Die neue Handreichung zur Spurensuche lokaler Migrationsgeschichte in Ostdeutschland ist endlich erschienen.

Spurensuche zur Migrationsgeschichte in Ostdeutschland

In den aktuellen und vergangenen Zuwanderungsdebatten geht es vor allem um die steigenden Zahlen von Geflüchteten, die nach Deutschland kommen. Dabei gerät oft in Vergessenheit: Deutschland erlebt nicht zum ersten Mal eine erhöhte Migration. Wanderungsbewegungen und transnationale Lebenswirklichkeiten prägten und prägen seit jeher den Lebensalltag. Schon lange wandern Menschen nach Deutschland ein. Andere verlassen das Land, um anderswo ihr Glück zu suchen. Diesen verschiedenen Zu- und Abwanderungsbewegungen lokal, vor der eigenen Haustür, in einer Spurensuche nachzugehen, ist ein Schwerpunkt der Publikation: Auf den Spuren von Migration in Strasburg (Uckermark). Eine Handreichung zur Spurensuche lokaler Migrationsgeschichte in Ostdeutschland.

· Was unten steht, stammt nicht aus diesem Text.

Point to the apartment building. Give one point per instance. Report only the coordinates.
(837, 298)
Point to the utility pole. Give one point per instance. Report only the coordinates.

Nach der bereits erschienenen Publikation Auf den Spuren von Migration in Wolfsburg liegt der Fokus dieses Bandes auf Ostdeutschland. Denn hier unterscheiden sich mitunter die Migrationsprozesse und der Umgang damit von denen in Westdeutschland; vor allem in der Zeit zwischen1945 und 1990

Referenzpunkt dieser Publikation ist die Migrationsgeschichte der uckermärkischen Kleinstadt Strasburg. Von diesem Ort ausgehend, werden verschiedene Möglichkeiten der lokalen Spurensuche, der Sichtbarmachung und Präsentation von örtlicher Migrationsgeschichte entwickelt. Dabei versteht die Publikation Migrationsgesellschaft als eine Gesellschaft, die von Zu- und Abwanderung geprägt ist.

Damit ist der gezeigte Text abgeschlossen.